Researchers can apply deep and generative learning methods within complex datasets for a wide range of measurement tasks, including recognition of patterns within predictors spanning time, space, and ordered sequences (LeCun et al., 2015). For example, machine-learning models have surpassed human accuracy in identifying objects and individuals within images (Norvig & Russell, 2021), offering unprecedented possibilities for analyzing environmental and social factors within photographs (e.g., Ariss et al., 2025). Machine learning has also been fruitfully applied to video data, enabling automated analysis of action sequences, body posture, physical proximity, and facial movements over time (e.g., Gurrieri et al., 2021).

Deep learning has been particularly impactful for speech and language analysis, with models for speech recognition now capable of performing advanced transcription tasks, such as parsing individual speakers during social exchanges and accurately recognizing language in noisy recording environments. Furthermore, natural language processing models can now detect broad emotional tone as well as the content and structure of language (e.g., Rathje et al., 2024).

Finally, researchers are using machine-learning models to identify patterns within sequences of events as well as to extract behaviorally relevant constructs from data produced by wearable technology (Fairbairn et al., in press).

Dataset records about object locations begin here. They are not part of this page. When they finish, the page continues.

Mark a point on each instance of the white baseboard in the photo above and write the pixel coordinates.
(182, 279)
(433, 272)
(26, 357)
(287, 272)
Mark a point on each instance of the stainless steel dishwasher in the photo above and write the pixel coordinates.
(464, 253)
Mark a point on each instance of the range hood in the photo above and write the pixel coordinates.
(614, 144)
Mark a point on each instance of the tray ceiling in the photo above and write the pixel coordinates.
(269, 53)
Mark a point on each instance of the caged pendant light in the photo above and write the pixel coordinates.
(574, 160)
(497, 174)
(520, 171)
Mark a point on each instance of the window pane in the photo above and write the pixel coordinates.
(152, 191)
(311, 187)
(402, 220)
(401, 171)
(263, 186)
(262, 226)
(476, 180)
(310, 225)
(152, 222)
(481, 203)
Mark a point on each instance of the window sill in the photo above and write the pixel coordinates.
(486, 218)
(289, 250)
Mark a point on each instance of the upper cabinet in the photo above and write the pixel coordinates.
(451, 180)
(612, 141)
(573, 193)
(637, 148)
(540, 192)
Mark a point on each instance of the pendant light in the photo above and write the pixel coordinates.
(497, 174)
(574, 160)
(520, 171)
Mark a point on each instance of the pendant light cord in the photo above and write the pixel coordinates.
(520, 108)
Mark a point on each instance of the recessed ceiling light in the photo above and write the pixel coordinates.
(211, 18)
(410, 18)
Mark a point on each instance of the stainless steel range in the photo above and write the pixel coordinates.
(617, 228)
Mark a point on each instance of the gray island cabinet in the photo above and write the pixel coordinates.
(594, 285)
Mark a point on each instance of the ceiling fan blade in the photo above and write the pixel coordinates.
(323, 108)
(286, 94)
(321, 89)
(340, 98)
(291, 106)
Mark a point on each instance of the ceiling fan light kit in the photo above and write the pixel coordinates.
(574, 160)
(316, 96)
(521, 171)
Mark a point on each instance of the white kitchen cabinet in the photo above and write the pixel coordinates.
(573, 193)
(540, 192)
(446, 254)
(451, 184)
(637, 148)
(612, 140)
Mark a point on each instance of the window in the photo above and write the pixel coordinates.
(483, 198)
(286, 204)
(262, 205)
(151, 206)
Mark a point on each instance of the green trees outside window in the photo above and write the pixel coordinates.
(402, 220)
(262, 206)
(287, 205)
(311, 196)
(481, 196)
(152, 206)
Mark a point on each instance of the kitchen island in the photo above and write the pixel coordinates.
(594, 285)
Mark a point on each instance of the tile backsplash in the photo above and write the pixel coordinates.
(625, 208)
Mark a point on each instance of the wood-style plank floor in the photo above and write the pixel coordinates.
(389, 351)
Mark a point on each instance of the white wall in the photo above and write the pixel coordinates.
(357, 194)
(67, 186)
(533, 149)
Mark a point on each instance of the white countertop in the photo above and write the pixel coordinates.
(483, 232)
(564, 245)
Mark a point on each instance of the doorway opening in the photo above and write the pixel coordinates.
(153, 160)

Importantly, measures based in machine learning do not and will not ever offer a true “objective” view of human experience and behavior. These models are only as robust as the datasets they are trained on, which were inevitably created and curated by humans. Although comparatively resistant to shared-methods bias, they are often trained on human reports as ground truth and therefore can share other limitations linked to these. Automated measures can also be misapplied. And, where individual errors arise, the complexity of machine-learning models means the mechanism of error may at times be difficult to trace.

As such, machine-learning models have access to no truthier sort of truth than do self-reports—always looking through a lens and never directly. Yet in a field where tests of theory all too often rely on reports from the same individuals measured in the same context via similarly structured closed-ended questionnaires, automated measures offer us something infinitely valuable—a source of error variance more likely to be random than systematic.

Conclusion

New technological developments can trigger competing drives. On the one hand, there is the draw, the allure of the unknown, the longed-for fix. Here, technology-driven measures are an escape from a marriage that has long turned stale—a fresh start with the shiny and new. On the other hand is the resistance, the attachment borne of familiarity, the fear of the unknown. Here, we compare new solutions not to the true array of flawed alternatives, but to the fallacy of a limitation-less tool—a measure that will never exist. Guided in part by these competing drives, attitudes toward new measurement technology follow an oscillating cycle (Borup et al., 2006; Maclure, 2020), swinging from undiscriminating uptake to wholesale dismissal, with little space for a wider view.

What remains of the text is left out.